So, kalian sudah sampai di titik mana dalam bekerja? Baik bekerja di ranah publik maupun domestik. Hmmm... Kalau aku, untuk urusan shopping dan travelling, aku sudah mencapai "PANGGILAN HATI", hahaha.. semua wanita keleus yaa bu Ibu ini mah:p  Jujur aja ya, ketika bicara ranah domestik alias pekerjaan rumah tangga, aku masih sering di level "ASAL KERJA." Masih sering memasak, membersihkan rumah ya sekedarnya untuk menuntaskan kewajiban, bukan untuk dinikmati. Alhamdulillah dengan ketemu materi keenam kelas matrikulasi ini aku kembali diingatkan untuk MENIKMATI semua peranku, tidak hanya di urusan kesenangan shopping dan travellingnya, namun juga sebagai seorang ibu dan istri. In Syaa Allah, semoga aku bisa terus memperbaiki diri yaa. Mohon do'anya :)

Be A Family Manager





Kalau ngomongin tentang menikmati peran, peran seorang ibu itu sejatinya adalah seorang manager keluarga, dan bukan sekedar karyawan rumah tangga. Memang apa bedanya? Beda dong. Coba tuh kita lihat kalau di kantor-kantor, apa kerjaannya karyawan dan apa kerjaannya manager? Beda kan?
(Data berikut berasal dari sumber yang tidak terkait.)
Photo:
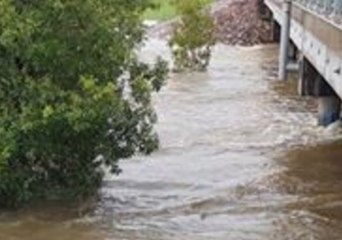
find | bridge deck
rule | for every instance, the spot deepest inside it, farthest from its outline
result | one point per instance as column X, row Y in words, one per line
column 318, row 36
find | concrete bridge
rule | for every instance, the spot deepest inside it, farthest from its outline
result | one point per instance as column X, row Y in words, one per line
column 310, row 34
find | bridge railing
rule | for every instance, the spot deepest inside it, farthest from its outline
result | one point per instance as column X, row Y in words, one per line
column 330, row 8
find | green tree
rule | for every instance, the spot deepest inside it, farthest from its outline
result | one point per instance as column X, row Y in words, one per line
column 73, row 96
column 192, row 36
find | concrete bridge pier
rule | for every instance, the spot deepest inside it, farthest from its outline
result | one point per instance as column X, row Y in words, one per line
column 285, row 40
column 311, row 83
column 329, row 109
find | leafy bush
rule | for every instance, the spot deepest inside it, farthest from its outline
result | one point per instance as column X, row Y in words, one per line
column 192, row 37
column 73, row 96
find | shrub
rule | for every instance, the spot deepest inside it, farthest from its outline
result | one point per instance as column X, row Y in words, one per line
column 73, row 95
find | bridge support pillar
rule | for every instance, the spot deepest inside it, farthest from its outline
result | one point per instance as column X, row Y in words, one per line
column 284, row 41
column 311, row 83
column 329, row 109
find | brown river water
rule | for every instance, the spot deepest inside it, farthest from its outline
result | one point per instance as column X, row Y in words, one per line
column 241, row 158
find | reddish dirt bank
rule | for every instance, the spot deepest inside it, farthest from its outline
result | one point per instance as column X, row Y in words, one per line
column 238, row 22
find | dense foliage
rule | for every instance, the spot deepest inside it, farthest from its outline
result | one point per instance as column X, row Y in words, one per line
column 73, row 96
column 192, row 37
Manager itu lebih ke mengatur dan mengorganisasi pekerjaan agar lebih rapi, lebih cepat selesai dengan hasil yang lebih maksimal. Manager pastinya tidak selalu turun tangan, namun bisa mendelegasikan tugas ke karyawannya. Sedangkan karyawan jelas tugasnya mengerjakan pekerjaan-pekerjaan yang diberikan manager. Intinya manager itu giving command, sedangkan karyawan doing the command.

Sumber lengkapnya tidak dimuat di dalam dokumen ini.